1. Je suis particulièrement heureux de vous accueillir, Evêques de l'Eglise catholique au Cameroun, alors que vous accomplissez votre pèlerinage aux tombeaux des Apôtres, qui renforce toujours plus le lien qui vous unit à l'Eglise universelle. Vous recevez ainsi la joie et le courage de vivre de façon renouvelée votre ministère épiscopal. La visite ad limina est aussi le moment où vous venez rencontrer le successeur de Pierre et ses collaborateurs, pour trouver auprès d'eux le soutien nécessaire à votre mission pastorale.

Je remercie cordialement le Président de votre Conférence épiscopale, Mgr André Wouking, Evêque de Bafoussam, des aimables paroles qu'il m'a adressées en votre nom. Elles expriment à grands traits les préoccupations et les espérances de l'Eglise aujourd'hui au Cameroun.

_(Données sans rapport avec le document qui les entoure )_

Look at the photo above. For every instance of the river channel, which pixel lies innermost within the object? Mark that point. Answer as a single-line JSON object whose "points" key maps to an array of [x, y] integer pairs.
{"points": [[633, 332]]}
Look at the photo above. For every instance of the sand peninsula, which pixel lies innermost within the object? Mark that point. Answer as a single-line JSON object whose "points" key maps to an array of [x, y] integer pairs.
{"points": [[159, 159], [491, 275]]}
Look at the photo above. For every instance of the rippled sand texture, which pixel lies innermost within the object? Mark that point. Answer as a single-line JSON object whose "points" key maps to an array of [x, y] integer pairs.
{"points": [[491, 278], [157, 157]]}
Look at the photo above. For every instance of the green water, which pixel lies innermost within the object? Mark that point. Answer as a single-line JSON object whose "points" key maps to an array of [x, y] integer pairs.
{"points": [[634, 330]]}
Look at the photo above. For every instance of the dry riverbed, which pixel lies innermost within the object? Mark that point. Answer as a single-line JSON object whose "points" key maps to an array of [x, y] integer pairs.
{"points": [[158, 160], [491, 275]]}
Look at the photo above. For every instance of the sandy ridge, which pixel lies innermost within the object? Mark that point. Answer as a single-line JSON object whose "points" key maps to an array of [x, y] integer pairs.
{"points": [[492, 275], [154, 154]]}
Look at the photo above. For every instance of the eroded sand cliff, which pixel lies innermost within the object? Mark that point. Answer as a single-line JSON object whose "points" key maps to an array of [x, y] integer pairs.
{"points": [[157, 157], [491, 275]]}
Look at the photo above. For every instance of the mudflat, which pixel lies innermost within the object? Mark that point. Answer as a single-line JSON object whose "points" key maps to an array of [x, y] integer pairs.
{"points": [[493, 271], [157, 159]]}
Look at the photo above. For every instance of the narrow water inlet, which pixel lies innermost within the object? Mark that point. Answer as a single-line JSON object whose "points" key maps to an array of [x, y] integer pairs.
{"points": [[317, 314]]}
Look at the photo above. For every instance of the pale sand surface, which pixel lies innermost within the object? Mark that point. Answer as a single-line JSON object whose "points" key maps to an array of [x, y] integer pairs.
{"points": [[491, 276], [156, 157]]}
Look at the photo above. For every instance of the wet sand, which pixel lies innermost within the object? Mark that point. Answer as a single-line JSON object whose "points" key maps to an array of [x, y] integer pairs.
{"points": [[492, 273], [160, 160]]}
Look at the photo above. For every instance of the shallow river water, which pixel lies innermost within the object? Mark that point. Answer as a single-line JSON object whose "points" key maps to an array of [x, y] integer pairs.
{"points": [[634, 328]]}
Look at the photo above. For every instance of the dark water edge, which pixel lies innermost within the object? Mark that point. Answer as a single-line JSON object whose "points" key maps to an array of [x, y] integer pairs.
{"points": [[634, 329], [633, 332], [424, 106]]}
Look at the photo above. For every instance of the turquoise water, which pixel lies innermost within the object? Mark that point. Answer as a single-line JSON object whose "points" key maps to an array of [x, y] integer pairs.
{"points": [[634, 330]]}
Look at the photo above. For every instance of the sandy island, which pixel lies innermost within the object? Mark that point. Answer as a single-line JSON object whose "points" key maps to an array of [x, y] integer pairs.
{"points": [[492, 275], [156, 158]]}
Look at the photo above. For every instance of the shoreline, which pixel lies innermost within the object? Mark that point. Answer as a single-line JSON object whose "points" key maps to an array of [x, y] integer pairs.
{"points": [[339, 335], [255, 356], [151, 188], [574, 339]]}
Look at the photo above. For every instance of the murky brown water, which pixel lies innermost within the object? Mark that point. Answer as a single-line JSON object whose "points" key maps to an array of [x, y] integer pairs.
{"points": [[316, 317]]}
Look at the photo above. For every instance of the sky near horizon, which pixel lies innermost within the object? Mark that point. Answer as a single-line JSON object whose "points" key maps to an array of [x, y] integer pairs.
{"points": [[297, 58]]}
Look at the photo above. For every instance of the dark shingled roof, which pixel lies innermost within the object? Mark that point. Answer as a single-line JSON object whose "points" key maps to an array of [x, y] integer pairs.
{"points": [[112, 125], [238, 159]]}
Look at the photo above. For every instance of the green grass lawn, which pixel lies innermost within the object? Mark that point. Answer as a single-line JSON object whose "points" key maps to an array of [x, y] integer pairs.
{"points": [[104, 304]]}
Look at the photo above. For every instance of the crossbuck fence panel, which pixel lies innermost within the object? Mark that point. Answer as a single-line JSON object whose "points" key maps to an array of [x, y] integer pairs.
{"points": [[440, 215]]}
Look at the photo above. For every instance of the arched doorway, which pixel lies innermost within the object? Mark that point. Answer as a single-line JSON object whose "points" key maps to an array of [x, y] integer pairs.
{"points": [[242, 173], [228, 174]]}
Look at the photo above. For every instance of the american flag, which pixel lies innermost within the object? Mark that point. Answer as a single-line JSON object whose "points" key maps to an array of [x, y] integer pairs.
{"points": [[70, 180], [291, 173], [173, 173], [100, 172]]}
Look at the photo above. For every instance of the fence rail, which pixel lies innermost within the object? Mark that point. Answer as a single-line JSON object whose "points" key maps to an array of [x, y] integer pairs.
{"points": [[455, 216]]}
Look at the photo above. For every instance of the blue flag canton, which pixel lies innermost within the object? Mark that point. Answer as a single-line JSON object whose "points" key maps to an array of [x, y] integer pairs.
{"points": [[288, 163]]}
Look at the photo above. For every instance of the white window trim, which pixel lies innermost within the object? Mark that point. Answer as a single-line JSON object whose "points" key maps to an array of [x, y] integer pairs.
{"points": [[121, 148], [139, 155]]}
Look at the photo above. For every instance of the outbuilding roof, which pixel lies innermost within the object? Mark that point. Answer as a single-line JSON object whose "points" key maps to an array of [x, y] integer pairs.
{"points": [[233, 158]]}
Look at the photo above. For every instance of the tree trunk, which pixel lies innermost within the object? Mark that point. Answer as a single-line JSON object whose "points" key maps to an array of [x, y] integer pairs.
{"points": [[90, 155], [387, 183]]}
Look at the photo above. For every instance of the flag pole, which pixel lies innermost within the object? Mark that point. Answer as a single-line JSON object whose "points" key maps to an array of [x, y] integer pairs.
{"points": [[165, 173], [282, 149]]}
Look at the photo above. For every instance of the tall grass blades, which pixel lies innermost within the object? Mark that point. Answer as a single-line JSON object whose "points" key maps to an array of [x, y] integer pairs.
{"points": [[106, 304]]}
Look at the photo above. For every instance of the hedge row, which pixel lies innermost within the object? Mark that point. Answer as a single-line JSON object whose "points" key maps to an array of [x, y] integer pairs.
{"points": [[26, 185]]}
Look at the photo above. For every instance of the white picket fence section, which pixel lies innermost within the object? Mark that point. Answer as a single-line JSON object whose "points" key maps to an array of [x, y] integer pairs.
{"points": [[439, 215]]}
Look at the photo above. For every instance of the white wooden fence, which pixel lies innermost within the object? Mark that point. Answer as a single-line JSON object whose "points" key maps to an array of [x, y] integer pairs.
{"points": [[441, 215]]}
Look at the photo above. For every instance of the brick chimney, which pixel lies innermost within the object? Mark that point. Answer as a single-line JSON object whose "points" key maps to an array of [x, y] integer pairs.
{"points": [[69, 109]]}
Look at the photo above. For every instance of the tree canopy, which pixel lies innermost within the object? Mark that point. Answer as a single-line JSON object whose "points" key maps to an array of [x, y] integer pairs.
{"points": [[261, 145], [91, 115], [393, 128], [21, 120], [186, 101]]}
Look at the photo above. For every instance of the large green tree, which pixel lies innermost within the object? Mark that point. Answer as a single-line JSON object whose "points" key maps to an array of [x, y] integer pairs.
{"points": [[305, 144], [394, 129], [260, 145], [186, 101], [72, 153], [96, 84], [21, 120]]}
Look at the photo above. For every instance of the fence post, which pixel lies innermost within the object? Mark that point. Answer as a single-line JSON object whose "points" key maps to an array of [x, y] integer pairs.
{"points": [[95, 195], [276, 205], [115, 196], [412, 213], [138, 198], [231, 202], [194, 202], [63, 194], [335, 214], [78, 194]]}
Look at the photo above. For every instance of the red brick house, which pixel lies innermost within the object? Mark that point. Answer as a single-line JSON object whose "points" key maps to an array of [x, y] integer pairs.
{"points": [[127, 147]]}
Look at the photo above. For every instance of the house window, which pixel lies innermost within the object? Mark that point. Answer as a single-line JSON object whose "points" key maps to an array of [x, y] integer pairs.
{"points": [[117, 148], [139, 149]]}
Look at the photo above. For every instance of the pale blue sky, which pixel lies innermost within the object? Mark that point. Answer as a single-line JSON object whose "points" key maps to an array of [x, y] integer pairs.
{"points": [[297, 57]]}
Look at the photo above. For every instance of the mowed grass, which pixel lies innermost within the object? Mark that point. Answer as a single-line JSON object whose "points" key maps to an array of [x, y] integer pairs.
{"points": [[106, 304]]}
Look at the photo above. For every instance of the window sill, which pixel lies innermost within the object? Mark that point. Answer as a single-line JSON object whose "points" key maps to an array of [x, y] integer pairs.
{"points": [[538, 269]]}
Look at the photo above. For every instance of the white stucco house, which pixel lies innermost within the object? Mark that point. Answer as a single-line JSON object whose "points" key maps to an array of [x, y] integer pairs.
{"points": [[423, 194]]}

Par votre intermédiaire, je me tourne vers les prêtres, les religieux, les religieuses, les catéchistes et tous les fidèles de vos diocèses. Portez-leur le souvenir affectueux du Pape et l'assurance de sa prière pour qu'ils grandissent dans la foi au Christ et dans la charité envers le prochain. A tous les Camerounais, dont j'ai apprécié l'esprit d'accueil et la générosité au cours de mes deux voyages dans leur pays, transmettez aussi mes salutations chaleureuses.



Le rôle des évêques

2. Au cours des dernières années, l'Eglise catholique a fait preuve chez vous d'une belle vitalité apostolique, qui s'est traduite notamment par la création de plusieurs nouveaux diocèses et d'une nouvelle province ecclésiastique. Je salue particulièrement les Evêques qui viennent pour la première fois en visite ad limina. Au milieu du peuple qui vous a été confié, soyez tous d'authentiques serviteurs du Christ et de son Eglise! Gardant présent le souvenir de mon voyage à Yaoundé à l'occasion de la clôture du Synode africain, je souhaite vivement que l'Exhortation apostolique Ecclesia in Africa soit pour chacun de vous la charte de son engagement pastoral et missionnaire.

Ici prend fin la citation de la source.